- Theatrical release poster
- Directed by: Gus Van Sant
- Screenplay by: Joseph Stefano
- Based on: Psycho 1959 novel by Robert Bloch
- Produced by: Gus Van Sant; Brian Grazer;
- Starring: Vince Vaughn; Julianne Moore; Viggo Mortensen; William H. Macy; Anne Heche;
- Cinematography: Christopher Doyle
- Edited by: Amy E. Duddleston
- Music by: Bernard Herrmann
- Production company: Imagine Entertainment;
- Distributed by: Universal Pictures
- Release date: December 4, 1998;
- Running time: 104 minutes
- Country: United States
- Language: English
- Budget: $25 million
- Box office: $37.2 million

= Psycho (1998 film) =

Film by Gus Van Sant

Psycho is a 1998 American horror film co-produced and directed by Gus Van Sant, and starring Vince Vaughn, Julianne Moore, Viggo Mortensen, William H. Macy, and Anne Heche. It is a modern remake of Alfred Hitchcock's 1960 film of the same name, in which Marion Crane, an embezzler, arrives at an old motel run by a mysterious man named Norman Bates; both films are adapted from Robert Bloch's 1959 novel.

Though filmed in color and set in 1998, the film is closer to a shot-for-shot retelling than most remakes, often copying Hitchcock's camera movements and editing, including the original script by Joseph Stefano (and uncredited writer Alma Reville) mostly being carried over. Bernard Herrmann's musical score is reused as well, though with a new arrangement by Danny Elfman and Steve Bartek, recorded in stereo. Some changes are introduced to account for advances in technology since the original film and to make the content more explicit. The film's murder sequences are also intercut with surreal images. Van Sant later stated that the film was an experiment to demonstrate that "You can't copy a film... you can appropriate, but it's not going to be the same thing".

Released by Universal Pictures on December 4, 1998, Psycho received polarizing reviews from critics, as well as being panned by audiences, who criticized the similarities to the original film.

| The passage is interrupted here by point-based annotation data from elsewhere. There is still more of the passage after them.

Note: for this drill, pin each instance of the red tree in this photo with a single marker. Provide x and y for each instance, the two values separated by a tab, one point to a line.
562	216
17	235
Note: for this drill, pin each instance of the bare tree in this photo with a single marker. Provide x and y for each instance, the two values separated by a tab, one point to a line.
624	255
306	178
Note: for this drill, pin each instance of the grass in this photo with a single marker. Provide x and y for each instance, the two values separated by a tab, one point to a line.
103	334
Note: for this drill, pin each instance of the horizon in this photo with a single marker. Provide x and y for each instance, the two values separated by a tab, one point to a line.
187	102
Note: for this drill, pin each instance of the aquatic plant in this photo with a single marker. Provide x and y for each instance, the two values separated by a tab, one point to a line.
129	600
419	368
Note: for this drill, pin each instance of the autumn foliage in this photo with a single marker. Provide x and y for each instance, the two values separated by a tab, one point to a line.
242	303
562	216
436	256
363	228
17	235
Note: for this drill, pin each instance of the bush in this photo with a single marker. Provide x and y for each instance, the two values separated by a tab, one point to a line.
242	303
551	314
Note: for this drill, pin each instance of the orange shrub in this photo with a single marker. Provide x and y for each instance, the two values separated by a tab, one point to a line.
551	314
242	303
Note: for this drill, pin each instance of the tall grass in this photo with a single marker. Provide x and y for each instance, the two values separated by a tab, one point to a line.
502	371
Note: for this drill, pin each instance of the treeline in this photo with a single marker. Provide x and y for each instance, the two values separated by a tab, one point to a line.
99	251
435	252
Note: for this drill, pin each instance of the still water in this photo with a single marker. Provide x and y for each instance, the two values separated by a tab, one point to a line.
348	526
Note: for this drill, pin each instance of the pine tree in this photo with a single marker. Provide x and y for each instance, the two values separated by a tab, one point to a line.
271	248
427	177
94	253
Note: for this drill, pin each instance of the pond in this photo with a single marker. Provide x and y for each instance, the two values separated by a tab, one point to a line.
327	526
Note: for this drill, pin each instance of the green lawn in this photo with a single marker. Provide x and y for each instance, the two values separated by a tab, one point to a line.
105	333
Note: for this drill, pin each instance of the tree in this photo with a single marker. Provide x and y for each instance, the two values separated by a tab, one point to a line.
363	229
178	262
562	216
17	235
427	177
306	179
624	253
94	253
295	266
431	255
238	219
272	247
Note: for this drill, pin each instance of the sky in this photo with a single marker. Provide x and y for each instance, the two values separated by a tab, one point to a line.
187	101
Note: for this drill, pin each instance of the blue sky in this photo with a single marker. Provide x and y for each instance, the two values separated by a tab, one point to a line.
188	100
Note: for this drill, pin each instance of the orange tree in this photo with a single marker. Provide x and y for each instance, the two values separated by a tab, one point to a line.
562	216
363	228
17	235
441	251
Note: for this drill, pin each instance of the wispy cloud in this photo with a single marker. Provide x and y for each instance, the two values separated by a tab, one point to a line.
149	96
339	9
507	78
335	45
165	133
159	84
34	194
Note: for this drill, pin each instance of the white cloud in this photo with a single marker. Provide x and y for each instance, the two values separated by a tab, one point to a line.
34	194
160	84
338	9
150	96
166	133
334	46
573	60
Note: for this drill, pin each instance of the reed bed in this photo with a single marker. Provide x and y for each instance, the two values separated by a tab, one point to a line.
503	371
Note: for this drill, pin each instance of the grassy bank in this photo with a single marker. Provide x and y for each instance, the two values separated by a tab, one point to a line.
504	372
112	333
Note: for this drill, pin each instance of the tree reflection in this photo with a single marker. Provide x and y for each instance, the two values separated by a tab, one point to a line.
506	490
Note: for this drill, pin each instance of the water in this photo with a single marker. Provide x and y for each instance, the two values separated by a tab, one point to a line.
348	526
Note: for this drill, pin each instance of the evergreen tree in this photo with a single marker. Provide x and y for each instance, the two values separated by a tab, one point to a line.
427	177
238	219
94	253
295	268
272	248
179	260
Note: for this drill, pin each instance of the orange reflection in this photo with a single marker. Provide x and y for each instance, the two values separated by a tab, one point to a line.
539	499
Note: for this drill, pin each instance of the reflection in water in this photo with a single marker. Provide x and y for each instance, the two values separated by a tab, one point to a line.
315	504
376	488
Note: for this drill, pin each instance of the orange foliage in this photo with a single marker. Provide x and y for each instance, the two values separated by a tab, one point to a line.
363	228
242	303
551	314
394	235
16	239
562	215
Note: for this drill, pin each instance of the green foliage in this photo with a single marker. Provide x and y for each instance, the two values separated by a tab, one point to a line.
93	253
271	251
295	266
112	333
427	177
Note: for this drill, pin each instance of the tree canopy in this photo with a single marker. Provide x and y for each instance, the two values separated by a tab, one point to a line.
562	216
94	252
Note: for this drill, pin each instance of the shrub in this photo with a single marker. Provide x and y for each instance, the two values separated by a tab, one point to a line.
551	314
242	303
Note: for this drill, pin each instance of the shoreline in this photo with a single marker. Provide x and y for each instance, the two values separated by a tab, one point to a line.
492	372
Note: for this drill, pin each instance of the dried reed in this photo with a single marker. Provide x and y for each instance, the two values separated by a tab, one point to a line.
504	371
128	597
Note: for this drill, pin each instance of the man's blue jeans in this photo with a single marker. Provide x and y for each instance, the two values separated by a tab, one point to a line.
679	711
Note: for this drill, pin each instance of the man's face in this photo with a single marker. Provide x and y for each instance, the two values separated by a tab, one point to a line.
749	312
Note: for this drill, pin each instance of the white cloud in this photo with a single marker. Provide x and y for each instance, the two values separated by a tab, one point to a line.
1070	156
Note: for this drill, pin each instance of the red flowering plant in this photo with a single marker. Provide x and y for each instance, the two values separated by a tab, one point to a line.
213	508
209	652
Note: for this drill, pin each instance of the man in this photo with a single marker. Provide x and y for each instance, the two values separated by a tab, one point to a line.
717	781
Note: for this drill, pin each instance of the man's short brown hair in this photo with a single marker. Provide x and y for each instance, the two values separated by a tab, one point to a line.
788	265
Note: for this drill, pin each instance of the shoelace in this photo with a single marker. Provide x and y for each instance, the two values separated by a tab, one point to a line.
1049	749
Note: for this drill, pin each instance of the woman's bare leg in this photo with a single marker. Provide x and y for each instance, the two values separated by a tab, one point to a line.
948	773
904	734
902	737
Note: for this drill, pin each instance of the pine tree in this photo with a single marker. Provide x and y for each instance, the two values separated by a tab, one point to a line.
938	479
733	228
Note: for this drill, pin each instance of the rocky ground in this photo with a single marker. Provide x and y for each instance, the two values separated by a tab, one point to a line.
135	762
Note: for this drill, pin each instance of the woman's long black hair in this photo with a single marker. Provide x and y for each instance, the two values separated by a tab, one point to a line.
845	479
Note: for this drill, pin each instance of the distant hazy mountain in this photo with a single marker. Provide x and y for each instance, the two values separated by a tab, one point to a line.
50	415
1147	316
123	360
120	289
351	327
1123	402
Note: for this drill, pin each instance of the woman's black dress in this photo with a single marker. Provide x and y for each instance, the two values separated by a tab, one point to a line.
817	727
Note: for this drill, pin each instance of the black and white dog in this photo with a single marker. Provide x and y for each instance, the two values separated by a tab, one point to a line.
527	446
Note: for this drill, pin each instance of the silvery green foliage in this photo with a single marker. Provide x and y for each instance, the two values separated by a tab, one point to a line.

The film won the Golden Raspberry Awards for Worst Remake and Worst Director, and was nominated for Worst Actress (Heche) at the 19th Golden Raspberry Awards, but conversely earned two Saturn Award nominations for Best Supporting Actress (Heche) and Best Writing (Stefano) at the 25th Saturn Awards.

==Plot==
During a Friday afternoon tryst in a Phoenix hotel, real-estate secretary Marion Crane and her boyfriend Sam Loomis discuss their inability to get married because of his debts. Returning to work, she decides to steal a cash payment of $400,000 entrusted to her for deposit at the bank and drive to Sam's home in Fairvale, California. En route, she hurriedly trades her car, arousing suspicion.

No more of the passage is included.